Diese unbefriedigende Situation soll nun behoben werden, indem der Arbeitgeber zur Nennung des Grundlohns im Arbeitsvertrag oder Dienstzettel verpflichtet wird. Bei einem Verstoß soll der Arbeitnehmer Anspruch auf jenen Grundlohn (samt branchen- und ortsüblicher Überzahlung) haben, der am Arbeitsort vergleichbaren Arbeitnehmern von vergleichbaren Arbeitgebern gebührt (den sog. Ist-Grundlohn). Unternehmen kommen damit unter Zugzwang: Fehler in der Vertragsgestaltung können künftig zu einer gesetzlich angeordneten Erhöhung des vereinbarten Lohns führen. Eine automatische Verteuerung der Mitarbeiter, mangelnde Planungssicherheit bei den Personalkosten und bei einer Unterentlohnung sogar Verwaltungsstrafen können die Folge sein. Dazu kommt, dass der nicht sehr aussagekräftige Verweis auf „vergleichbare“ Arbeitnehmer bzw. Arbeitgeber die Ermittlung des Ist-Grundlohns schwierig macht.

Aus Arbeitgebersicht wird die Neuregelung vermutlich dazu führen, dass in Dienstverträgen schlicht der kollektivvertragliche Mindestlohn als Grundlohn genannt wird. Dadurch wird vertragliche Klarheit und gleichzeitig für Überstundenarbeit der maximal mögliche Spielraum geschaffen. Offen ist allerdings, ob Gerichte und Behörden das akzeptieren werden. Das Gesetz nimmt nämlich auf kollektivvertragliche Rechtsquellen (bewusst?) nicht Bezug.

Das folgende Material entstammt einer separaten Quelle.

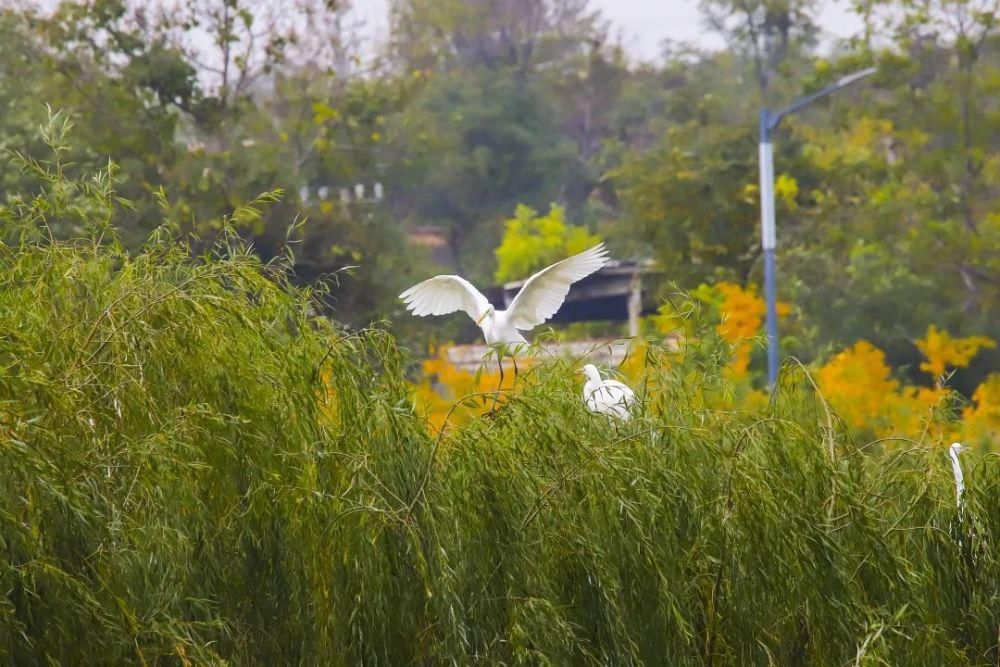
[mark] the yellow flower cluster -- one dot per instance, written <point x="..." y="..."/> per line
<point x="443" y="385"/>
<point x="943" y="351"/>
<point x="859" y="385"/>
<point x="857" y="381"/>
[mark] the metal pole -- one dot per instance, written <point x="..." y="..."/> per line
<point x="768" y="243"/>
<point x="768" y="122"/>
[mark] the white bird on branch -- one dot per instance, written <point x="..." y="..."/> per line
<point x="540" y="298"/>
<point x="608" y="397"/>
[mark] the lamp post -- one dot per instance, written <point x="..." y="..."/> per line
<point x="769" y="121"/>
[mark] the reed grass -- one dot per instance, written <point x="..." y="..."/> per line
<point x="195" y="468"/>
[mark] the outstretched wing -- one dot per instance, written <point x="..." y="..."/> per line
<point x="441" y="295"/>
<point x="543" y="294"/>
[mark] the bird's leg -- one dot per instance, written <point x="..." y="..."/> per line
<point x="499" y="386"/>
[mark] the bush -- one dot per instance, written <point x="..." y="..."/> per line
<point x="194" y="468"/>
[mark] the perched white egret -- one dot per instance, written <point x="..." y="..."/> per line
<point x="538" y="300"/>
<point x="608" y="397"/>
<point x="956" y="467"/>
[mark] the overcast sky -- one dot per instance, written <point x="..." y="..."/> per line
<point x="642" y="24"/>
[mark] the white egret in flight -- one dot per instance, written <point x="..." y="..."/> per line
<point x="539" y="298"/>
<point x="608" y="397"/>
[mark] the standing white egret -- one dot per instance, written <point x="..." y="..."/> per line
<point x="608" y="397"/>
<point x="539" y="298"/>
<point x="956" y="467"/>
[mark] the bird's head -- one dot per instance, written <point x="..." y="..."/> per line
<point x="488" y="314"/>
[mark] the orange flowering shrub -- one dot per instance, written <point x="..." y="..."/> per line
<point x="857" y="381"/>
<point x="858" y="384"/>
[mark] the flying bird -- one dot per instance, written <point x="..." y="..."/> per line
<point x="539" y="299"/>
<point x="608" y="397"/>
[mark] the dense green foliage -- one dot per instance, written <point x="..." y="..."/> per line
<point x="196" y="468"/>
<point x="887" y="191"/>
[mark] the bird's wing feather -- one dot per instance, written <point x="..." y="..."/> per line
<point x="441" y="295"/>
<point x="544" y="293"/>
<point x="620" y="386"/>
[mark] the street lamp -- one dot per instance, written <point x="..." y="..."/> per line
<point x="769" y="120"/>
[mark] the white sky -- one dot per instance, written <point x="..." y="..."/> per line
<point x="642" y="24"/>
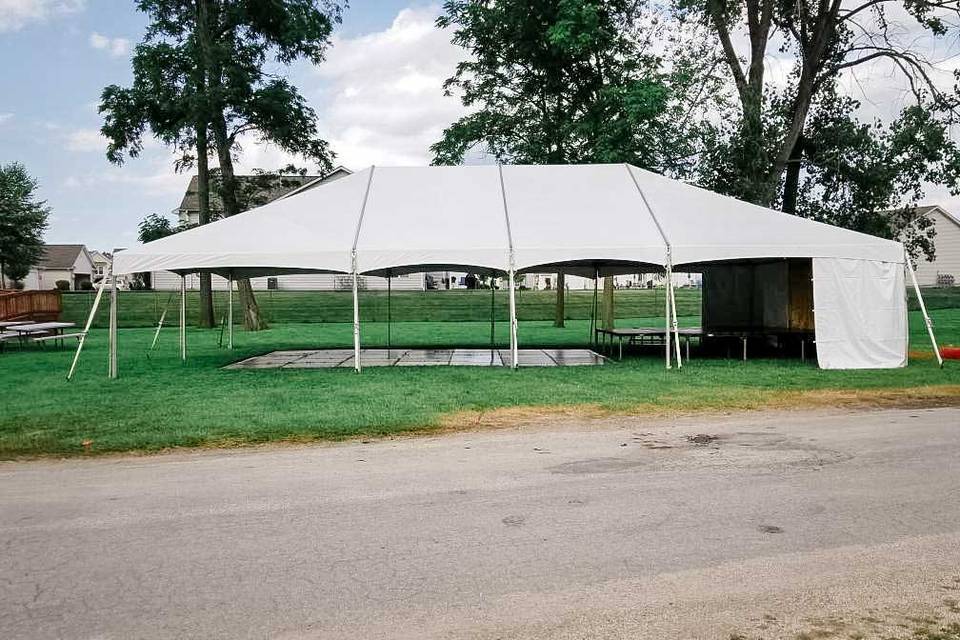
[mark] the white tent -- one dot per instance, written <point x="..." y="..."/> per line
<point x="585" y="219"/>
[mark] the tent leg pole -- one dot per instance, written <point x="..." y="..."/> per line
<point x="492" y="319"/>
<point x="668" y="274"/>
<point x="389" y="280"/>
<point x="923" y="309"/>
<point x="230" y="312"/>
<point x="514" y="351"/>
<point x="356" y="316"/>
<point x="676" y="330"/>
<point x="183" y="318"/>
<point x="593" y="311"/>
<point x="112" y="368"/>
<point x="86" y="329"/>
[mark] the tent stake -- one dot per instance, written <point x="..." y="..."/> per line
<point x="923" y="309"/>
<point x="112" y="367"/>
<point x="183" y="318"/>
<point x="86" y="328"/>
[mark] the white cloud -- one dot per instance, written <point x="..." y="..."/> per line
<point x="86" y="140"/>
<point x="116" y="47"/>
<point x="384" y="101"/>
<point x="16" y="14"/>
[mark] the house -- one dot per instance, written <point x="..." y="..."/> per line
<point x="257" y="191"/>
<point x="944" y="269"/>
<point x="71" y="263"/>
<point x="101" y="264"/>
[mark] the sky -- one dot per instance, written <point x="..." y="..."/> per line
<point x="378" y="96"/>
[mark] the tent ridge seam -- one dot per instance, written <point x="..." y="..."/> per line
<point x="653" y="216"/>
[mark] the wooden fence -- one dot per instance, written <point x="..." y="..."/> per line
<point x="31" y="305"/>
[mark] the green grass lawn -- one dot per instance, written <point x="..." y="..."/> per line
<point x="159" y="402"/>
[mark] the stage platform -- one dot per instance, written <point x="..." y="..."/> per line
<point x="337" y="358"/>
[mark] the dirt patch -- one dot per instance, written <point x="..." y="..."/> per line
<point x="510" y="417"/>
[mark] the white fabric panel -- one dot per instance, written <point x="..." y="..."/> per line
<point x="433" y="216"/>
<point x="579" y="212"/>
<point x="702" y="225"/>
<point x="306" y="232"/>
<point x="860" y="313"/>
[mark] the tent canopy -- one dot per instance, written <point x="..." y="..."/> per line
<point x="582" y="219"/>
<point x="574" y="218"/>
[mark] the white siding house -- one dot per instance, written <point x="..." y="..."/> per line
<point x="69" y="262"/>
<point x="945" y="267"/>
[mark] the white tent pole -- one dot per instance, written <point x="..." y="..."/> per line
<point x="514" y="355"/>
<point x="514" y="347"/>
<point x="673" y="315"/>
<point x="356" y="275"/>
<point x="86" y="328"/>
<point x="156" y="334"/>
<point x="669" y="265"/>
<point x="112" y="367"/>
<point x="356" y="315"/>
<point x="666" y="311"/>
<point x="923" y="309"/>
<point x="230" y="311"/>
<point x="183" y="317"/>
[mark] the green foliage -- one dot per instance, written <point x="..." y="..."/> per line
<point x="866" y="176"/>
<point x="564" y="82"/>
<point x="23" y="219"/>
<point x="156" y="226"/>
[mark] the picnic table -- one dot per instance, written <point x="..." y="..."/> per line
<point x="42" y="331"/>
<point x="642" y="335"/>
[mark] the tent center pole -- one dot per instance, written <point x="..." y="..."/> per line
<point x="673" y="316"/>
<point x="230" y="311"/>
<point x="356" y="315"/>
<point x="183" y="317"/>
<point x="923" y="310"/>
<point x="492" y="318"/>
<point x="389" y="319"/>
<point x="514" y="351"/>
<point x="112" y="367"/>
<point x="668" y="275"/>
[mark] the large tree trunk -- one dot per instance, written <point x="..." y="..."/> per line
<point x="252" y="318"/>
<point x="203" y="198"/>
<point x="606" y="306"/>
<point x="558" y="320"/>
<point x="791" y="184"/>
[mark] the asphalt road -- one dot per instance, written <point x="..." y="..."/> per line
<point x="620" y="528"/>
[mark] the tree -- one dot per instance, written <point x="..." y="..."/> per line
<point x="166" y="97"/>
<point x="237" y="40"/>
<point x="825" y="38"/>
<point x="23" y="219"/>
<point x="572" y="81"/>
<point x="219" y="51"/>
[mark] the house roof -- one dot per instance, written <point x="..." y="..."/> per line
<point x="279" y="189"/>
<point x="60" y="256"/>
<point x="935" y="208"/>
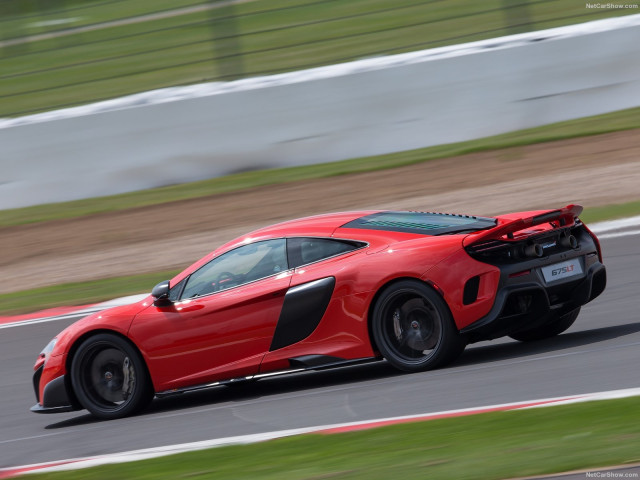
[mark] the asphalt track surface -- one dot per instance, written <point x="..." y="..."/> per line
<point x="600" y="352"/>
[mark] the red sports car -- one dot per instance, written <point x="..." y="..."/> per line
<point x="411" y="287"/>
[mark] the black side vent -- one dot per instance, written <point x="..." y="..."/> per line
<point x="470" y="293"/>
<point x="36" y="382"/>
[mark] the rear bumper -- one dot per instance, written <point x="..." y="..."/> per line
<point x="527" y="302"/>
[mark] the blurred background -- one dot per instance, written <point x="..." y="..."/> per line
<point x="90" y="195"/>
<point x="102" y="201"/>
<point x="61" y="53"/>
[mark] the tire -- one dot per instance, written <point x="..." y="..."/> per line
<point x="109" y="377"/>
<point x="550" y="329"/>
<point x="413" y="328"/>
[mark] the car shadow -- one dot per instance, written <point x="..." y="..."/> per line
<point x="299" y="382"/>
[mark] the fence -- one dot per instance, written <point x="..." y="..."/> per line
<point x="62" y="53"/>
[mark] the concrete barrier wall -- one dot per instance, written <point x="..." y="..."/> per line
<point x="368" y="107"/>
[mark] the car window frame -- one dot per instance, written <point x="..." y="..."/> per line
<point x="362" y="243"/>
<point x="188" y="277"/>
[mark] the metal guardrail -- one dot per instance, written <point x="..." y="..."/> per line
<point x="62" y="53"/>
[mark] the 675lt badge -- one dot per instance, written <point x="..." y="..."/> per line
<point x="562" y="270"/>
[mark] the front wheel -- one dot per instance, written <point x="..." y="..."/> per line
<point x="109" y="377"/>
<point x="556" y="326"/>
<point x="413" y="328"/>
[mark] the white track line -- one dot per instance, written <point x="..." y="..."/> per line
<point x="134" y="455"/>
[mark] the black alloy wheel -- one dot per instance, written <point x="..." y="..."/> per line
<point x="413" y="328"/>
<point x="109" y="377"/>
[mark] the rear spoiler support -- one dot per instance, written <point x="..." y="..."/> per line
<point x="564" y="217"/>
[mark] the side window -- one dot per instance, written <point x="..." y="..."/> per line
<point x="308" y="250"/>
<point x="241" y="265"/>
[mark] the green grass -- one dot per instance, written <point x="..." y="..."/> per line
<point x="266" y="37"/>
<point x="487" y="446"/>
<point x="79" y="293"/>
<point x="623" y="120"/>
<point x="82" y="293"/>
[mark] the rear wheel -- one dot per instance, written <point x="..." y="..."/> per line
<point x="556" y="326"/>
<point x="413" y="328"/>
<point x="109" y="377"/>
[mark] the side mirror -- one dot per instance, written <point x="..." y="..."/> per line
<point x="161" y="294"/>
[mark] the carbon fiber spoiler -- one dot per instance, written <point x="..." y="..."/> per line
<point x="564" y="217"/>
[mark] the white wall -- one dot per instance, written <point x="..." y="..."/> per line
<point x="332" y="113"/>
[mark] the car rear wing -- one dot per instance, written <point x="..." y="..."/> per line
<point x="563" y="217"/>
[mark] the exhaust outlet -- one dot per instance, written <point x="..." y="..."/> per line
<point x="534" y="250"/>
<point x="569" y="242"/>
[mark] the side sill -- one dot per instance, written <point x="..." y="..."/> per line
<point x="294" y="363"/>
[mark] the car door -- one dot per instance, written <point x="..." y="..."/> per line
<point x="222" y="321"/>
<point x="318" y="277"/>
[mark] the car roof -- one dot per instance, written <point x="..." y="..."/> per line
<point x="367" y="224"/>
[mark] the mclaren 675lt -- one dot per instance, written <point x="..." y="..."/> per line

Konkurrenzverbote. Die Novelle soll ferner nachvertragliche Wettbewerbsverbote auf Arbeitnehmer in gehobener Position beschränken. Solche Verbote sollen nur noch bei einem Monatslohn von mindestens dem 20-Fachen der täglichen ASVG-Höchstbeitragsgrundlage zulässig sein, also erst ab einem monatlichen Bruttogehalt von 3240 Euro (Wert für 2016). Sonderzahlungen sind bei der Berechnung der Entgeltgrenze außer Acht zu lassen. Außerdem soll die Konventionalstrafe für einen Verstoß gegen eine Konkurrenzklausel mit sechs Nettomonatsentgelten begrenzt werden.


• Informationspflicht. Wenn Arbeitgeber planen, eine Stelle mit höherem Arbeitszeitausmaß auszuschreiben, sollen sie zur aktiven Information der im Betrieb beschäftigten Teilzeit-Mitarbeiter verpflichtet sein. Das soll ihnen die Möglichkeit geben, Stunden aufzustocken. Bei Gesetzesverstößen drohen Verwaltungsstrafen.


• Ausbildungskosten. Die Frist für die Rückforderung von Ausbildungskosten durch den Arbeitgeber soll von fünf auf vier Jahre verkürzt werden. Außerdem muss der Rückerstattungsbetrag künftig nach Monaten aliquotiert werden. Weiters sollen Arbeitnehmer Anspruch auf eine Kopie der Anmeldung zur Sozialversicherung sowie auf monatliche Übermittlung der Lohnunterlagen haben.


• Arbeitszeit. Schließlich soll es bei aktiver Reisezeit zur Ausdehnung der täglichen Höchstarbeitszeit auf zwölf Stunden (sowie auf zehn Stunden für über 16-jährige Lehrlinge) kommen – und dies ist auch die einzige Erleichterung für Unternehmen, die der Arbeitsmarktgipfel hervorgebracht hat.


Rechtsanwalt Dr. Philipp Maier, LL.M., ist Partner bei Baker & McKenzie.